My Projects Will Never Be Perfect

I’m feeling really uncomfortable in a good way. I’ve run across a bunch of projects which I see are almost finished–among them, a white knitted sampler afghan, 17 of 20 squares done, which has lain dormant in my “handwerk”, sewing closet, for nigh on about ten years or so.  And to give myself a kick in the butt and get it finished I joined a knitting circle sponsored by our local Petaluma library. Six or so women gather in the morning once a week on Wednesdays to chat and encourage each other to knit away, and get stuff done. So today I dream about wearing heels and walking in a street with soft tar, my high heels getting stuck and sinking into the tar, requiring my extra effort and extra energy to pull each foot out and keep walking forward, ahead to my destination, which in the dream is apparently a bus stop, where I’ll await my bus to Brazil via New Brunswick. (New Brunswick is where I went to college at Douglass. The Brazil part? Maybe connotes fun, and Carnival to me, not sure.) Anyhow the tar part of the dream makes sense to me since inertia had set into the knitted quilt project, and even now seems somewhat daunting and overwhelming.  Inertia is defined in physics as “the tendency of a body to maintain its state of rest or uniform motion unless acted upon by an external force”. For this project that external force would be me– and require my knitting three more squares, crocheting an edging around all twenty blocks, blocking each one individually to size them equally, and then sewing all twenty squares together– a bit like pulling a shoe out of tar.

On the other hand, by knitting in a group I have a sense that I will get the project finished. I notice about myself that I want to succeed and finish the blanket so that I can show it to my group and receive their oohs, aahs and their congratulations. Somehow this also reminds me, since I’m writing my novel alone, will I ever get it done?

Further, my knitted blanket project is demonstrating to me a very important fact: if I want to complete a project, I don’t need to achieve perfection.  Although I strive for it I may  have to live with a lesser result. Amen.  In square number 18, the one I just finished this week, I had confused one row with another and reversed the stockinette pattern for a series of rows with the inadvertent result that it actually still looks fine if not better, but it’s no longer the perfect pattern that was called for.
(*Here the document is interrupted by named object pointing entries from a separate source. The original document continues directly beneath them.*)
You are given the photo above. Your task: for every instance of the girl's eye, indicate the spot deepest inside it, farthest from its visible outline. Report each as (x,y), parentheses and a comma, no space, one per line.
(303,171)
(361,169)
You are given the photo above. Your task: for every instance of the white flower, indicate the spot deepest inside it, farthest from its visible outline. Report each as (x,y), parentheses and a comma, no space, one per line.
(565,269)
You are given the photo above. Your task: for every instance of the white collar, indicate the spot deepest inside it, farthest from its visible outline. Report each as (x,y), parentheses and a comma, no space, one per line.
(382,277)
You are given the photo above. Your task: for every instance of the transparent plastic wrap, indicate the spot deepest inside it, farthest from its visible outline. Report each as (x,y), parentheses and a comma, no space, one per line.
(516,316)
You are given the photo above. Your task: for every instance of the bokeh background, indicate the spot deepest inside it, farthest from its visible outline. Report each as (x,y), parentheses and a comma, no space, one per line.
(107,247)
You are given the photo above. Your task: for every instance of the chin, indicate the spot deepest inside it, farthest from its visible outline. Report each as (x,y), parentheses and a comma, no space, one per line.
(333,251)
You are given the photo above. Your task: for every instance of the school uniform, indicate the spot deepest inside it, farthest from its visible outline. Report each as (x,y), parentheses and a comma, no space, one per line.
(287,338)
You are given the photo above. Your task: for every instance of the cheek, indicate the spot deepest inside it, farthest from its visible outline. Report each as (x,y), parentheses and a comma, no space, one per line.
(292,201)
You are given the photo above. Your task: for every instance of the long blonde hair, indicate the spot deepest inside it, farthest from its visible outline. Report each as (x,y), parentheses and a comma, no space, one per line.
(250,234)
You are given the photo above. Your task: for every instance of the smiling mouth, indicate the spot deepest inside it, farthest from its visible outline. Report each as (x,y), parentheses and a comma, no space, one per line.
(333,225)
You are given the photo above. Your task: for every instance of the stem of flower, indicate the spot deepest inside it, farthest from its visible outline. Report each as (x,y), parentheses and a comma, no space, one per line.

I could have ripped out the six rows and redone it, but figured heck, what is my goal here? Perfection or completion” and so I opted for completion. The square will function very well as part of the blanket. It will warm the body it covers, and at the same time will remind me, the creator, that nothing human made is ever perfect, a touch of humility which actually makes me feel less daunted (anxious) about the task of overcoming the inertia built into the long dormant project and finally putting an end to it by completing it. Lessen learned. I’m a social being and I surely ain’t perfect. Amen.

A walk into the New Year

January 5, 2015- Journal entry. It feels really funny to be writing 2015 already. On the other hand, it feels so normal. Enjoyed our walk along Lynch Creek with Bob and Gigi, our standard poodle. There’s an encampment of folk who live under the 101 bridge over this creek, and they were playing quite a series of drum patterns, bongo-like rhythms drowning out the drone of tires crossing the highway pavement above, the whiz of air swirling from cars moving north and south, a sworm of vehicles zooming to their destination at speeds of 65 mph and more and below them this group of people, guys probably young, who even had a section of bamboo fencing installed so you couldn’t really see them, drowning out the noise of their movements, the drumming a noise made by fingers on stretched animal skins, far more pleasant than the  noise of rubber tires on asphalt. I wanted to give them a thumbs up or a Bravo but feared starting something. Like what? They wouldn’t wade the creek–now a foot or more high from the rains, and come over begging money would they? They were fellow human beings making the best of an intolerable situation, having no home, homeless, or roofless as the French call it, a less harsh condemnation of their circumstance since homelessness conveys a sense of soullessness, for what is a home except a product of our soul. a place to hang our soul, a place hugely protected by our forefathers and the Constitution makers. If we don’t have a  home, we don’t have a soul. Yet roofless conveys merely a sense of open-aired housing; one is not souless; just roofless. But these guys had a roof, the curved arch of he highway overpass. Yet it would be 37degrees that night. We were done with our several days of freeze warnings on my iPhone. but I wondered how they would get through the night. Would they build a fire? The pink-blue sky and the brown green of the neighboring fields signaled the sun was about to dive below the horizon. i pulled my scarf tighter around my neck and put on my gloves as we walked Gigi back to our Volvo.